All things considered, Bush has a lot invested in the outcome of the Iraqi elections; almost as much as he had riding on his own election last November. A successful outcome will vindicate Bush and the neo-conservatives, proving the point that democracy can be imported and force-fed. But more importantly, a successful outcome of Sunday’s Iraqi elections might encourage the neo-cons in the Bush administration to pursue their vision of imposing more democracy in the Middle East.

It was not long after the first Bush inauguration that Syria and Iran appeared on Washington’s radar screen as potential targets for future regime change. Teheran, one should not forget, was the second cog in the "axis of evil" apart from Iraq and North Korea.

Teheran popped up on Washington’s radar due to its efforts to become the second nuclear power in the Middle East. A nuclear-armed Middle Eastern country (other than Israel) frightens many in the Bush administration to the point where preventive action is seriously being considered now in Washington. The idea of a nuclear-powered Islamic republic is keeping the midnight oil burning in more than one government office on the banks of the Potomac, as well as in Israel where similar fears persist.

After all, the Bush administration "justified" its invasion of Iraq on the basis that Saddam possessed weapons of mass destruction. Additionally, Teheran is on Washington’s watch list for its alleged support of what are considered terrorist groups by the U.S.

For many Americans — particularly those with family in the military — this Iraqi election carries particular importance because it brings the issue close to home. If successful, the elections will allow the new Iraqi government to start assuming greater responsibility for its security.

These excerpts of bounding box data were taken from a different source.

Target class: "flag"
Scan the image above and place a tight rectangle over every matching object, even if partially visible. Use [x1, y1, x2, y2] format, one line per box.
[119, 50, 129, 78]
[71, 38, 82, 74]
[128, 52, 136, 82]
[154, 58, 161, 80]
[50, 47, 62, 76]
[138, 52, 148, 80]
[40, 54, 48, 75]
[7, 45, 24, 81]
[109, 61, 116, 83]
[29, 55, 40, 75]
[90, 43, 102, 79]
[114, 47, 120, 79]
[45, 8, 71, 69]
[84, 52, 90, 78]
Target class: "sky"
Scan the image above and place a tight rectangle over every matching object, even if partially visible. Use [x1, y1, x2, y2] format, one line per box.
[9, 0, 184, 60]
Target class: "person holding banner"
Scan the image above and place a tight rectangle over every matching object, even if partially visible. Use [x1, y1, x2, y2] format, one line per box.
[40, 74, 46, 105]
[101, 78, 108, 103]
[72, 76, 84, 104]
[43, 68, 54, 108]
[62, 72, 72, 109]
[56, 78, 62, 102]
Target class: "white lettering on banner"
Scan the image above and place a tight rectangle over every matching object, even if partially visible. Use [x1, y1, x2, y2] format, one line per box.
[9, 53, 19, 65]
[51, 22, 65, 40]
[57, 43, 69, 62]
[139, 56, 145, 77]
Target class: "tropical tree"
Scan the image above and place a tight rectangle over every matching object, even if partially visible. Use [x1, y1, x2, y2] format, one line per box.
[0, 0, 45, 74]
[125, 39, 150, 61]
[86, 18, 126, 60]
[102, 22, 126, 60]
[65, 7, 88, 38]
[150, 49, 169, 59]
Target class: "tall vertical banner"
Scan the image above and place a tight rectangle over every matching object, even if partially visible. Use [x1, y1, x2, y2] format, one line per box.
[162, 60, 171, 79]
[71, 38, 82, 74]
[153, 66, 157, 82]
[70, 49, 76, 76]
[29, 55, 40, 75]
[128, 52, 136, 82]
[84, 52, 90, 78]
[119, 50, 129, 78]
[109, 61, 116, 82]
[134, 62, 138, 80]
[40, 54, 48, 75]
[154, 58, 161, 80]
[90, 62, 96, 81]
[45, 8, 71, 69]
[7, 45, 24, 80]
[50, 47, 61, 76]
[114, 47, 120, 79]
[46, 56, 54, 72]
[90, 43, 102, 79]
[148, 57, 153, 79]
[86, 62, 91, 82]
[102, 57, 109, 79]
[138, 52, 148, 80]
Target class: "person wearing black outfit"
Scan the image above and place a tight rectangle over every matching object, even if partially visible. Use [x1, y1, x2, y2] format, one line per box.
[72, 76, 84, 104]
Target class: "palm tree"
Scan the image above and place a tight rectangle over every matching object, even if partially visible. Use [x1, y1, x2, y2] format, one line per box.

This in turn means that American forces could start to disengage from Iraq sooner rather than later. Many see a successful election as the way out of the Iraqi quagmire. Some lawmakers on Capitol Hill, such as Massachusetts Democrat Senator Edward Kennedy, are calling for timetable and a phased withdrawal of American troops. Unrefined as the Iraq electoral process may have been, the question now is if a natural progression towards political maturity will emerge allowing Iraqis to regain full control of their destiny, in turn permitting the Americans to leave?

In a meeting with the Press a few days after his inauguration President Bush reiterated his beliefs that exporting freedom and democracy was the correct approach.

"I firmly planted the flag of liberty, for all to see that the United States of America hears their concerns and believes in their aspirations," said Bush. The American president sees the Iraqi experience as a success despite the continued violence which is unlikely to stop as a result of the elections.

"Eventually the Iraqis will be able to take off their training wheels," said the president. The question is when will those training wheels be ready to come off? And when they do, will Iraqis be able to pedal away safely, or will they wobble and fall?

Claude Salhani is foreign editor and a political commentator with United Press International in Washington.